One can admittedly argue that the days of “getting a ticket and waiting your turn” are behind us. I mean it feels so… DMV-like, right? No organization would want to replicate that. However, that does not change the fact that from a compliance standpoint, organizations must adhere to ITIL best practices. It’s not that a “ticket number” is required to be compliant – but it is that organizations need to be able to track all IT incidents and requests in the (hopefully unlikely) event that an issue leads to a security incident.

Sure, security incidents are infrequent, so why burden an already overloaded service desk team with the complexity of tracking their work in an ITSM system of record? Unfortunately, this is required. However, just because tracking work is required in an ITSM system does not mean that a company should not be rethinking how a service desk should operate.

How To Ensure Your Public Channels Are ITIL Compliant

The right approach is to let the service desk agents do their work in the ITSM system of record, while continuing to let employees engage via tools such as Slack and Teams for ticket creation. The figure below shows an example of employees creating tickets from Slack – but this is not what I would call “modern”.

Another alternative is to leverage a virtual support agent (VSA), enabling employees to simply express their questions or issues using their natural language within the collaboration tool. Meanwhile, the VSA uses machine learning (ML) and natural language processing (NLP) to attempt to automate the resolution of the employee’s issue.

This concept sometimes raises fear that this would degrade the overall support experience. Research has shown that employees do not necessarily want to talk to a human – they just want their problems solved as quickly as possible…with little friction. Keep in mind, these are the same employees that rely on consumer virtual agents, such as Amazon Alexa and Google Home, in their personal lives.VSAs can live in a public channel and respond to all your employees – or employees can interact with them in private channels. In either case, when they automate the resolution of issues, they create tickets for compliance and reporting purposes without employees ever knowing this has been done. When they are unable to automate the resolution of an issue, they create a ticket and connect the employee to a service desk agent, who works in the ITSM system of record. This ensures that all interactions are captured.

The Role of Conversational AI In Employee Adoption

Do virtual support agents really work?
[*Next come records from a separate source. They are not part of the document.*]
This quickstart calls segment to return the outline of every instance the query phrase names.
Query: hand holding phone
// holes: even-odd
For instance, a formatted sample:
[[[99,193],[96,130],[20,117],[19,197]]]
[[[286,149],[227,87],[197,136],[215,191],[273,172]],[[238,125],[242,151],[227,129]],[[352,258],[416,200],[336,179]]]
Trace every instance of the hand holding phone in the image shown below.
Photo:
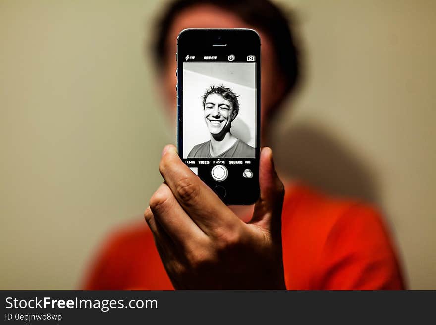
[[[260,154],[260,197],[251,221],[235,215],[167,146],[165,180],[144,214],[176,289],[285,289],[283,184],[269,148]]]

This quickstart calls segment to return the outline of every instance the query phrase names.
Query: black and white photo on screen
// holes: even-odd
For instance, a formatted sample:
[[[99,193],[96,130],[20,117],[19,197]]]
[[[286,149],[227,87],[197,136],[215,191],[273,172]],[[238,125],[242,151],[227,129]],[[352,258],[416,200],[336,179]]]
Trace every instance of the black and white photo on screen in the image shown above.
[[[254,158],[256,63],[183,63],[183,158]]]

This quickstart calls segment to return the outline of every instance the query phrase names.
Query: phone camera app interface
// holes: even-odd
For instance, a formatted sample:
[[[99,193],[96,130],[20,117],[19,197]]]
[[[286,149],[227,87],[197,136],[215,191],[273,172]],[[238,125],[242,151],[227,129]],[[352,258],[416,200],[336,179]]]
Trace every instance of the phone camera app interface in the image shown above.
[[[246,57],[248,62],[233,62],[231,54],[232,62],[183,62],[184,159],[255,157],[255,57]],[[247,171],[244,177],[251,176]]]

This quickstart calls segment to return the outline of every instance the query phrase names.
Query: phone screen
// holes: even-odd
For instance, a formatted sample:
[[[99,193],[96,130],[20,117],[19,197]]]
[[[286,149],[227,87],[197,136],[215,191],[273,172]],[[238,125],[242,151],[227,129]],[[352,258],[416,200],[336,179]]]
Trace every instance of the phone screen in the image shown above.
[[[254,158],[256,62],[206,60],[183,62],[183,158]]]
[[[179,154],[226,203],[253,203],[259,187],[258,36],[243,30],[190,32],[178,47]],[[214,38],[218,33],[222,39]],[[244,46],[249,33],[255,41]]]

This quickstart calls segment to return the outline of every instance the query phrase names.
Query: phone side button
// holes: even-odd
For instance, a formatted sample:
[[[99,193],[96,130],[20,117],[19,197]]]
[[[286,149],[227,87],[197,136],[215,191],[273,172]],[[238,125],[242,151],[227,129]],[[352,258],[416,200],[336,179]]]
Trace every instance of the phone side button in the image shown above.
[[[225,190],[225,188],[220,185],[216,185],[213,189],[215,193],[221,199],[223,199],[227,195],[227,191]]]

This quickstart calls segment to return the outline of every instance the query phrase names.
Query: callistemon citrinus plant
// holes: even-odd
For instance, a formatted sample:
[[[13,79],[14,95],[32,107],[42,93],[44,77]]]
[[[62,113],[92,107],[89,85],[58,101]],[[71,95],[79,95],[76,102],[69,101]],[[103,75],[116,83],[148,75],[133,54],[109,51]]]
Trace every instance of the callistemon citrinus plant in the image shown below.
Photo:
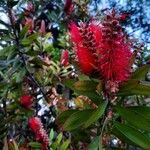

Well, it is important to understand why employees call the service desk to begin with. In many cases, they are not sure they know what their problem is. They want to talk to a human because that person will engage with them, ask them questions, and eventually come up with a diagnosis so resolution can be provided.For a VSA to be successful, it needs to engage with your employees to understand the true nature of their problems. This is called conversational AI. Once a VSA with conversational AI has been able to narrow down the issue to understand the problem, it can then either provide a response, or launch an automation to fix the issue.And all of this can happen in seconds – which means not only do VSAs enable organizations to be compliant, they also significantly reduce mean time to resolution (MTTR).

Through the past 5 years, we have seen the market define expectations of a virtual support agent – and these expectations have shifted as the market has matured. When done right, a VSA can help an organization rethink the service desk support process and maintain compliance while delivering an exceptional employee experience.